A 10-acre parking lot in East New York is poised to be transformed into a mixed-use “urban village” with 2,100 permanently affordable apartments, a performing arts center, and other community-minded amenities.
The plan and its “urban village” descriptor come courtesy of developer Gotham Organization with the Christian Cultural Center, home to the city’s largest Evangelical congregation and the owner of the parking lot that neighbors the center’s Brooklyn campus. Practice for Architecture and Urbanism is behind the site’s master plan.
In addition to the nine residential buildings that will hold the 2,100 affordable apartments, the performing arts center, and the church, the campus at the corner of Flatlands and Pennsylvania avenues will also have a school, a grocery store, and two acres of public open space.
Although specifics have yet to be determined, the plan also seeks to include services like 24-hour child care facilities, vocational training services, walk-in medical services, community-minded retail, a senior center, and recreational athletic space. The campus plan also includes a shuttle service that will connect residents to the L and 3 trains several blocks away.
“When we traditionally think about infrastructure, it’s transportation and utilities,” said Vishaan Chakrabarti, founder of PAU. “Today, we know that for a community to succeed it needs access to a broader infrastructure of opportunity—open space, education, health care, child care, social opportunities and culture.”
The development has a ways to go before it can come a reality—namely it must pass through the city’s Uniform Land Use Review Procedure (ULURP) which includes soliciting feedback from East New York’s community board and winning the approval of the City Council—but project leaders have already started incorporating input from area Council member Inez Barron, the New York Times says.

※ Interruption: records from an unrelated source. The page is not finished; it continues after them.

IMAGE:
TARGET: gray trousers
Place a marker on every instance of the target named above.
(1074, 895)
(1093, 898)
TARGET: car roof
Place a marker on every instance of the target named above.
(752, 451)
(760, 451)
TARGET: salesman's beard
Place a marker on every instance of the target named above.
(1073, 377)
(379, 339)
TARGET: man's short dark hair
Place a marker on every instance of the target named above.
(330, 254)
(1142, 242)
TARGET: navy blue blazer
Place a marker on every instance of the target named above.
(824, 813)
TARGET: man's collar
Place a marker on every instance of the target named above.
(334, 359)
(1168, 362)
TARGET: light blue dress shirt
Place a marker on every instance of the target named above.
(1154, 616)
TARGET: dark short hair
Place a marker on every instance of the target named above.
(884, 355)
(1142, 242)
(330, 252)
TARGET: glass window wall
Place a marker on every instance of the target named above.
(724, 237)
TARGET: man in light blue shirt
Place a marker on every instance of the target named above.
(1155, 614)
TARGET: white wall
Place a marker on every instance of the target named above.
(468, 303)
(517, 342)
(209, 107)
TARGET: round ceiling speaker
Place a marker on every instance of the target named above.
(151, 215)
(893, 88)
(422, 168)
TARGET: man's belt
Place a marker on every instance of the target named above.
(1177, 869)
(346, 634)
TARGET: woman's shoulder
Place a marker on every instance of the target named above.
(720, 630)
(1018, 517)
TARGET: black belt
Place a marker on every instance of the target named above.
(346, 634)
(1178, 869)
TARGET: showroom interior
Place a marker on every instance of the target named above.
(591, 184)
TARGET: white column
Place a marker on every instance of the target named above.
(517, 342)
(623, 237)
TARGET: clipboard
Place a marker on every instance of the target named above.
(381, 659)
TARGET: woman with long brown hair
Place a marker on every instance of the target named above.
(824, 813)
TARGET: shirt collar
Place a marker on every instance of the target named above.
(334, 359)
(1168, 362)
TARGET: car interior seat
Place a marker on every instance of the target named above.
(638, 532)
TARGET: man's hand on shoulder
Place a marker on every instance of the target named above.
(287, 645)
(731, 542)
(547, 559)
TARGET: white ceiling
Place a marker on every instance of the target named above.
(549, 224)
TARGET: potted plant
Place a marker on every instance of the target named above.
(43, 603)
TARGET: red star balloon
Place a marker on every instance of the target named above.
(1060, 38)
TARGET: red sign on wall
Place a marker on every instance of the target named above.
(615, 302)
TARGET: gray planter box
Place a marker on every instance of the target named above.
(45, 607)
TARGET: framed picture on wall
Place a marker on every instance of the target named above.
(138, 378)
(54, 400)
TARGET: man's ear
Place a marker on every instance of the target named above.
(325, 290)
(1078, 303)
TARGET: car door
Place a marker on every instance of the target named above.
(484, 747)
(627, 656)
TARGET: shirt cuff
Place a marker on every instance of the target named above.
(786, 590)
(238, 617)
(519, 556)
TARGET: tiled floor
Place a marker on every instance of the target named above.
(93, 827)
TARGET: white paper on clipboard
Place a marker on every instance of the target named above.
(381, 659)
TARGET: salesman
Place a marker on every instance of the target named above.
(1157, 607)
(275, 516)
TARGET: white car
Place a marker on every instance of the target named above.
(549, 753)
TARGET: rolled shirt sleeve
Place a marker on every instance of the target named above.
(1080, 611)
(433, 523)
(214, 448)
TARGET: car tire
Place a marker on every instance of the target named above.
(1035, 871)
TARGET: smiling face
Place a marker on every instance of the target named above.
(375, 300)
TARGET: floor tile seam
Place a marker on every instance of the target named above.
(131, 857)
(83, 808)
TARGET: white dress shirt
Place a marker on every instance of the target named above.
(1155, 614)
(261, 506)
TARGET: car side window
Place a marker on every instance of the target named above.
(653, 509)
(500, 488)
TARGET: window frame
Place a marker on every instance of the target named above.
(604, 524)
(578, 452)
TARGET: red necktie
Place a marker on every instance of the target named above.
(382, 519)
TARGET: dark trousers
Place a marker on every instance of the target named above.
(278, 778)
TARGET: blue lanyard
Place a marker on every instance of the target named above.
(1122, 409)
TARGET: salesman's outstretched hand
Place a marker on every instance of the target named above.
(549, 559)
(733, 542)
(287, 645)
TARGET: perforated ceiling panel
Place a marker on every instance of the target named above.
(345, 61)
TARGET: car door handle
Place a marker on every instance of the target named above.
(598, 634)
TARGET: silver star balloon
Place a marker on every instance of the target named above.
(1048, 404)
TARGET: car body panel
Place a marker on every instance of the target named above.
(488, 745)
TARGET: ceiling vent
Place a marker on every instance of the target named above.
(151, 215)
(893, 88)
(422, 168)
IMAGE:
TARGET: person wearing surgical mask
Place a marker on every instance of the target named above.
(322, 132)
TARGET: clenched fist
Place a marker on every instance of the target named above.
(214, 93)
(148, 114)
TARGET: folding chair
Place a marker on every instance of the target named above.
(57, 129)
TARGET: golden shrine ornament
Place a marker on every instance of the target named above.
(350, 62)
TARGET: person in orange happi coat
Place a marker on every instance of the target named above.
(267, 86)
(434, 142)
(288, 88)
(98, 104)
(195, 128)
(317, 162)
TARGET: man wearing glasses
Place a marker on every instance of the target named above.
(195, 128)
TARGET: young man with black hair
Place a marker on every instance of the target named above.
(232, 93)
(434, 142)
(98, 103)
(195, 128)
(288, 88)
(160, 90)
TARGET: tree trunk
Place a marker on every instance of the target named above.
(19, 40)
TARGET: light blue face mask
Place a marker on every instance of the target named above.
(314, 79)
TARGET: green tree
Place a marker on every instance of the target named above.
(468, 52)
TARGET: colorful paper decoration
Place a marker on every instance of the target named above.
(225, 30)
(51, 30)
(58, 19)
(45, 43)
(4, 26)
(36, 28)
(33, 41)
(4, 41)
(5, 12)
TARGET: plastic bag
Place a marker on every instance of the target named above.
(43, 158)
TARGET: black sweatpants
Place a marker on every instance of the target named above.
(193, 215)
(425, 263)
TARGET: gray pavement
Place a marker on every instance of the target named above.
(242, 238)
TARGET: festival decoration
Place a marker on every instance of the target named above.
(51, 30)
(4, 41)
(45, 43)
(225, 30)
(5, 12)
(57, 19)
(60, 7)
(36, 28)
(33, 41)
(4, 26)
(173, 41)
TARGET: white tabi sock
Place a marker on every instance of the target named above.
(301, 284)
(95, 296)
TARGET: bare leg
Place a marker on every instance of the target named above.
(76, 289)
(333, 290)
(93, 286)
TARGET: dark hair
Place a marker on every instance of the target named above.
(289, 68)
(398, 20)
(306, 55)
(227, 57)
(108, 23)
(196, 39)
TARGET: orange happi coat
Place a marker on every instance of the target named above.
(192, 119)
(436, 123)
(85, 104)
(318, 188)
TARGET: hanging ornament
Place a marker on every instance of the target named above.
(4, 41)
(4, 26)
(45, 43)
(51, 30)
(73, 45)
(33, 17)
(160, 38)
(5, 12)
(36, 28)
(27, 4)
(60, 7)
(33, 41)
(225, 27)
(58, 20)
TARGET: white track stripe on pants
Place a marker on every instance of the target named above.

In accordance with concerns raised by Barron, the developers have modified most building heights within the campus to between 13 and 15 stories, making them shorter than the neighboring towers of Starrett City.
Barron has also expressed concerns over the affordability threshold of the development. The specific breakdown of affordability of the housing units has yet to be determined but apartments will be available to those making 30 to 130 percent of area median income, or $28,170 to $122,070 for a family of three. The median household income in East New York is $34,512, meaning more than one-third of area families might not be able to afford apartments in the development.
“I think that housing in East New York should be affordable to the people that live in East New York,” Barron told the Times. “We don’t have a significant amount of people that live at 130 percent of area median income.”
The development, and how community leaders have responded to it, directly respond to the city’s 2016 rezoning of a stretch of East New York about two miles away from the Christian Cultural Center site. The rezoning set off a development frenzy in the area, with the Times noting that East New York trailed only Long Island City in the number of permits to build new apartments approved between July 2017 and July 2018.
“At this critical moment for East New York and this city, we are committed to uplifting our community and are blessed with the real estate to be able to make a significant impact,” said Rev. Bernard of the Christian Cultural Center. “Our vision is to make this site a model for sustainable urban development, showing how a mixed-income community can grow sustainably, phased over time, with the right mix of support services, education, cultural institutions and shared public spaces.”
The project is poised to kick off no sooner than mid-2020 with construction to take place over the decade.